There are certain collective delusions all societies rely on to survive — little lies we all quietly agree to look past to make it through our everyday. In Ontario, for decades, one of those lies was this: that most of the plastic packaging you clean and separate every week, that travels from your blue box to your curb and into a waste collection truck, eventually gets turned into something new.
It’s the kind of fib John Mullinder, who spent 30 years in the paper recycling industry in Canada, calls a “little green lie,” (which also happens to be the title of his book), a nice little fiction that makes us all feel better about our lives. The truth, of course, is a lot less pretty. The vast majority of plastic packaging produced and sold not just in Ontario, but across Canada, never gets recycled. Instead, most of it ends up in landfills or in the environment or burned for fuel. “It’s just a one-way ticket to garbage,” said Karen Wirsig, the plastics program manager at Environmental Defence, an NGO.
In 2019, Canada produced about 1.9 million tonnes of plastic packaging, according to a recent report commissioned by the Canada Plastics Pact. Of that, the authors estimate, just 12 per cent was sent for recycling and an even smaller portion was turned into something new.
The numbers are significantly better for some categories, like plastic bottles and rigid plastics. But for others they are worse, much worse, in some cases.
“Things like film bags, plastics that are used for packaged meat, anything that’s flexible … the recycling rate for that’s like one or two per cent,” said a recycling industry insider, who was granted anonymity in order to speak frankly. “The bottom line is that, overall, the national recycling rate on packaging is s—t.”
What that means is that every year more plastic is entering the market in Ontario, wrapped around more items in more ways, and every year more of it is getting thrown away, either by consumers directly or by processers somewhere in the recycling chain. All that plastic is now jamming Ontario’s already overflowing landfills or leaking into the environment, clogging up waterways and tangling in trees. “Plastics,” said Mullinder, “are the problem child of the Ontario blue box.”

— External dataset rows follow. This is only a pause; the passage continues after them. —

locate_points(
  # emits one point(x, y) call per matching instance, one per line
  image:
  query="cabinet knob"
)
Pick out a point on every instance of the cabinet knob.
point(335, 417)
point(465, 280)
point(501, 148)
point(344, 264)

Of course, none of those problems are new. Reports on abysmal plastics recycling rates have circled the public consciousness for years. But what is different now, perhaps for the first time ever, is that they don’t look necessarily impossible to solve. There are cracks now in the collective delusion, signs the lie might not hold and that something might actually get done.
Some major manufacturers have committed themselves to simplified and streamlined (although entirely voluntary) packaging principles. The federal government is promising aggressive new plastics regulation by the end of the year, and provincially the Ford government recently approved, after a contentious process and a series of late amendments, a complete overhaul of Ontario’s curbside recycling regime.
Taken together, some believe, those moves could lead to a sea change in plastics recycling in Ontario. By 2030, they argue, there should be fewer single-use plastics on the market, more high-quality plastics in the average blue bin, and an unprecedented surge in plastics recycling rates.
“In the not too distant future, we collectively will be looking at this time where we would use something (made) from scratch, put a lot of energy into it … and just throw it away, as something of a … heresy,” said Steven Guilbeault, the federal environment minister, in an interview with the Star. “I think we are moving into a world where this idea of ‘waste’ will be something of the past.”
But others are far more skeptical. They see industry moves toward “sustainable” plastics as the latest in a long series of cons meant to trick consumers into believing plastic products are far greener than they are. They’re also not confident that governments have picked the right tools to get the job done or that they will be tough enough to withstand the inevitable industry backlash.
“Politicians are so terrified to do anything contrary to business interests,” said Rod Muir, a former waste campaigner for Sierra Club Canada and the founder of Waste Diversion Toronto. “Business gets a pretty free hand to do what they want. … And (that’s why) we’ve gotten to the sh—show that we’re in now.”
At the heart of the dispute is a fundamental disagreement about the role of plastics in Ontario society. Some — environmentalists and activists primarily — see them as a harm that needs to be limited. Others, largely, but not exclusively, in the plastics and manufacturing industries view them as a crucial tool with a post-use problem, one that can and is being addressed by better technology and co-operation.
The stakes for Ontario in that fight are high. The province is set to run out of landfill space by 2032, and other countries, like China, are now increasingly unwilling to take our plastic trash. There’s money at stake, too, as well as something deeper, more elemental, and harder to pin down.
Recycling is part of a contract we make with government. It’s a deal that says we do our part for the environment because we assume, that on the other side, they’re doing theirs. The fact that so little plastic gets recycled today, after decades in the blue bin, undermines the public faith in that deal; it risks the integrity of the system as a whole.
The delusion isn’t there anymore, in other words. The question now is, what are we going to see on the other side?